The Immediate Payments Service (IMPS) in India as an example, confirms and clears payments in a few minutes. This means you can instruct your bank to money transfer funds to family or friends using your mobile or internet banking portal, and that instruction will be cleared by the payment system and transmitted to the beneficiary’s bank in a few minutes. The beneficiary bank may then release funds to the beneficiary immediately or may take a few more minutes to do so. If any step in this process fails your funds will be returned to your account. All told your loved ones can anticipate waiting no more than 10–20 minutes before they can withdraw those funds from an ATM. This is a marked improvement over traditional paper instruments like cheques and demand drafts, that are time consuming and fraud-prone. However if electronic payments are to become truly ubiquitous in India, such that your local vegetable vendor is going to accept them in lieu of cash, more investment is required in usability, speed and certainty of such realtime payments systems.

Realtime payments not only benefit you and I as individuals but also the economy at large. In the short term faster payments speed up cash conversion cycles of businesses, providing consistent working capital and reducing need for expensive short-term financing. More certain customer collections over time also strengthens corporate balance sheets, boosting investor confidence and growth. For regulators a cashless economy means more direct and faster transmission of monetary policy and tighter control on inflation. Government agencies can disburse benefits without leakage and fraud, typical with cash. And electronic payments bring much needed transparency to the system, enabling monitoring and control over financial crime.

Learning from best practices around the globe

To achieve anywhere-anytime payments there are a number of best practices emerging from systems such as the Faster Payments (FAST) network in the UK and Australia’s New Payments Platform (NPP):

• Minimize settlement risk: To bring irrevocability and finality to payments intermediate banks must have sufficient liquidity to clear and settle payments. This is achieved through frequent (say hourly) or realtime payment by payment settlement using central bank funds.
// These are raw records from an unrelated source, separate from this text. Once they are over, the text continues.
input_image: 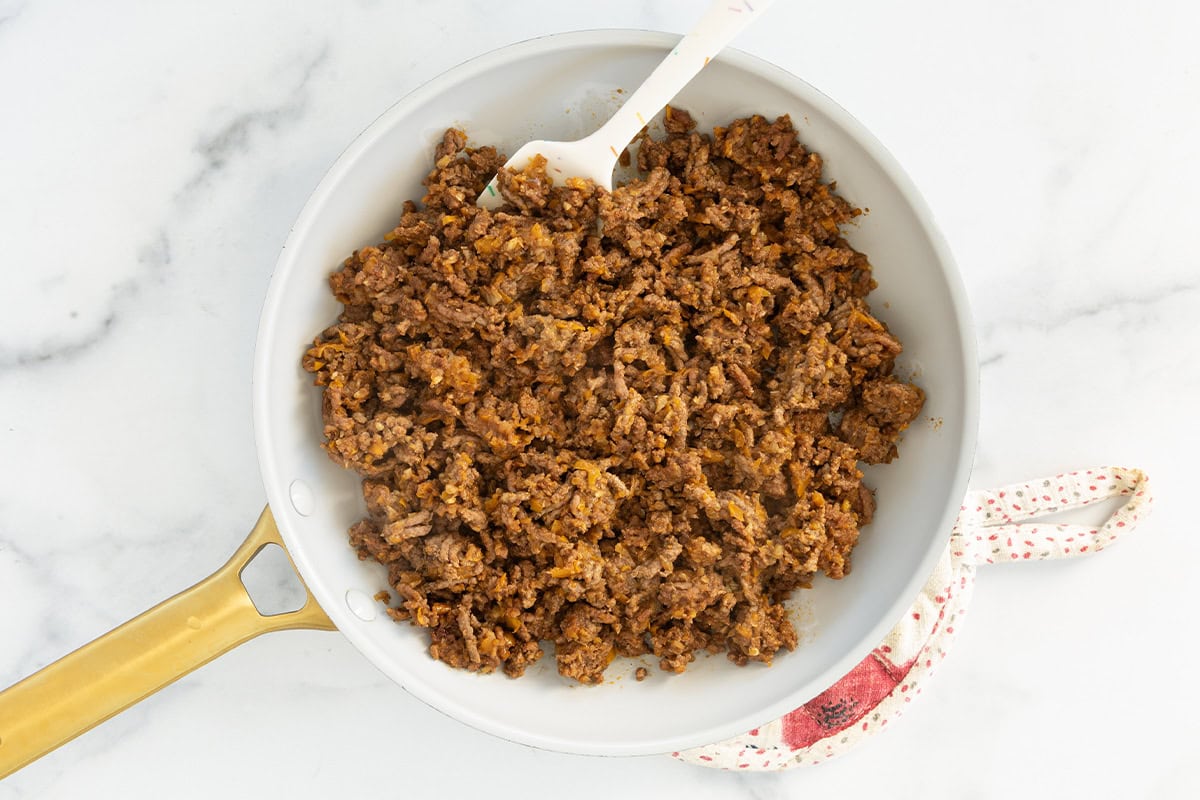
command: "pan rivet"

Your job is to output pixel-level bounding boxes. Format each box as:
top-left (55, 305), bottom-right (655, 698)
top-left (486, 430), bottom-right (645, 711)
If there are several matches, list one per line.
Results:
top-left (345, 589), bottom-right (378, 621)
top-left (289, 479), bottom-right (315, 517)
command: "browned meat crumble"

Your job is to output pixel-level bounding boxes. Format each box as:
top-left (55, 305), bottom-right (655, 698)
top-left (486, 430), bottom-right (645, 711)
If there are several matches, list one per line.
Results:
top-left (302, 108), bottom-right (924, 684)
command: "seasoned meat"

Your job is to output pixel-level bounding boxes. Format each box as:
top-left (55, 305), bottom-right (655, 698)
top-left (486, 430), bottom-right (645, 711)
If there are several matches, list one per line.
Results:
top-left (838, 378), bottom-right (927, 465)
top-left (302, 111), bottom-right (924, 684)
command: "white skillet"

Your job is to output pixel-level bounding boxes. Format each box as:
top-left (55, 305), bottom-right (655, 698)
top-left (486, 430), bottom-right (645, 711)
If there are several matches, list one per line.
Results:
top-left (0, 30), bottom-right (977, 775)
top-left (255, 30), bottom-right (978, 755)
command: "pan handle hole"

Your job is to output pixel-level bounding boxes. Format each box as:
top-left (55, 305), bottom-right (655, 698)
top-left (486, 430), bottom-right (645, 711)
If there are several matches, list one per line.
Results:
top-left (240, 543), bottom-right (307, 616)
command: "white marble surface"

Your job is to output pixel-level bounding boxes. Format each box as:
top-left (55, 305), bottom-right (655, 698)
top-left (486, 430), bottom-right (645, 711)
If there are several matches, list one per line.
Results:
top-left (1, 0), bottom-right (1198, 796)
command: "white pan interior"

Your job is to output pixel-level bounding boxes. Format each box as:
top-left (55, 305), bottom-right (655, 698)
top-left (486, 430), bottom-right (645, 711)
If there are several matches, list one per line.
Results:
top-left (253, 30), bottom-right (978, 756)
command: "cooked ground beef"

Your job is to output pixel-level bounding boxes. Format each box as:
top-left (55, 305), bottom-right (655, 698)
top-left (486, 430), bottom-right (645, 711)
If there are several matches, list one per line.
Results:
top-left (302, 108), bottom-right (924, 684)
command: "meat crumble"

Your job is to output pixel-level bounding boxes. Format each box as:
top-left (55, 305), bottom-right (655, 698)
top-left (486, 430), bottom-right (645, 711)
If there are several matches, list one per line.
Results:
top-left (301, 108), bottom-right (925, 684)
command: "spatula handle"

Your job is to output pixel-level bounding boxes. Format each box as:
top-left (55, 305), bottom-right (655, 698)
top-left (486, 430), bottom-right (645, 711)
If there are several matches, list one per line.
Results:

• A strong backbone infrastructure: To enable realtime 24/7/365 service invest and upgrade in the interbank payments systems and communications infrastructures such that they can provide low latency and high transaction volumes, tightly coupled with back-office systems of banks and intermediaries. Such infrastructures must operate a the highest levels of resiliency and availability.

• Build a platform: No one player can provide necessary penetration and access of services to the masses. This will require a rich and open ecosystem of banks, payments providers, bill aggregators and other intermediaries. Payments systems must be plug-and-play with open Application Program Interfaces (APIs) and uniform standards.

True realtime payments are hard. They require great ambition and effort. Yet they can have enormous positive impact in everyday lives of citizens and the economy as whole. The journey can be eased by closely observing and learning from experiences of our peers.